Read More: How To Avoid Mental Health Treatment Stigma
Factors that may be responsible for Young Adults
Young adults are facing more mental health issues for several reasons and so let us take through some:
1) Academic load
The amount of homework and academic pressure that today’s youth experience in school and college have been hot topics for debate and discussion. All of these elements may result in fewer hours of sleep, which is directly related to problems with outlook & mood. Youths go through a lot daily; still, people don’t consider it. The competition among the youths makes them depressed, competing in all sectors, even for internships.
2) Major choices
In their article about emerging adulthood, wood and his coworkers remind us that young adults are undergoing enormous amounts of change at this time. They make important choices regarding their living arrangements, careers, education, and interpersonal relationships. Young adults develop their identities mainly as a result of all these decisions. These decisions affect how they view themselves.
3) Mental Growth
Young adults make these significant decisions while their brains are still developing. Through a person’s mid-twenties, the prefrontal cortex, the area of the brain responsible for making decisions, continues to grow. Additionally, due to traumatic experiences as children, some young adults might experience more significant difficulties.

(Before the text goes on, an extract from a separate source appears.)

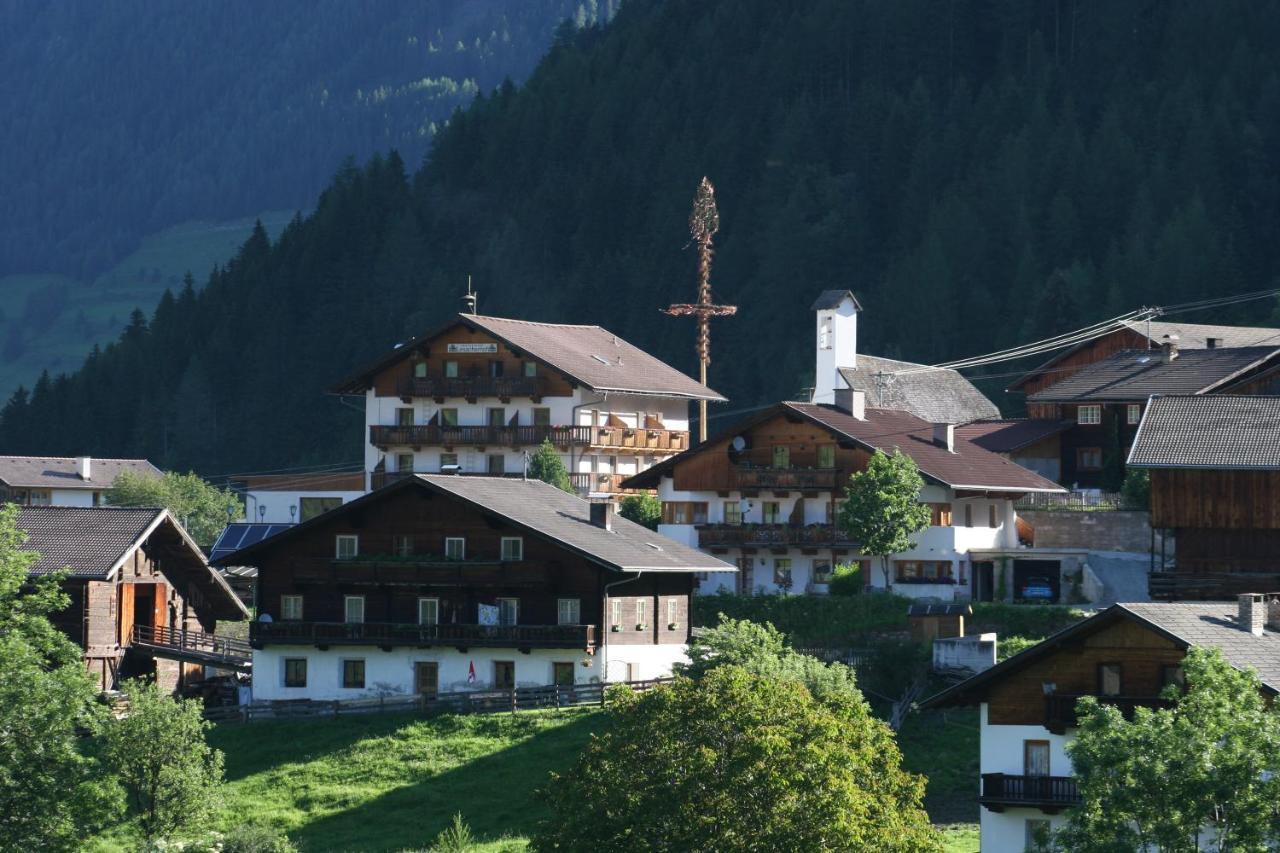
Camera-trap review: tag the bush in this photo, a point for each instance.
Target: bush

For instance, the prefrontal cortex of adults who experienced severe abuse and neglect as children is smaller than that of other adults. Hence, they might have more trouble making decisions and controlling their emotions.
4) Existing in a World of Uncertainty
Finally, we need to comprehend the environment of young adults to understand their mental health. This generation has already seen significant occurrences like terrorist attacks, school shootings, and the 2018 financial crisis. Their anxiety is probably increased by social media pressure and academic expectations. But little did we know the hit of a pandemic would be such a big curse on people’s mental health.
They are currently attempting to figure out what comes next for them in a pandemic. Young adults who were suffering from the coronavirus may develop new mental health problems or see an aggravation of current symptoms.
Young adults can benefit from changes in public policy; the Affordable Care Act (ACA) is one example. Until age 26, the ACA permits young people to remain covered by their parent’s health insurance. As a result, young adults now have easier access to mental health services.
Young adults performed well on tests of memory, curiosity, and empathy, according to the Mental Health Quotient (MHQ) data. Policymakers can use this data to determine how to build on the strengths of young adults as they enter the “adult world.” We still need more information about this population to better target our policy efforts.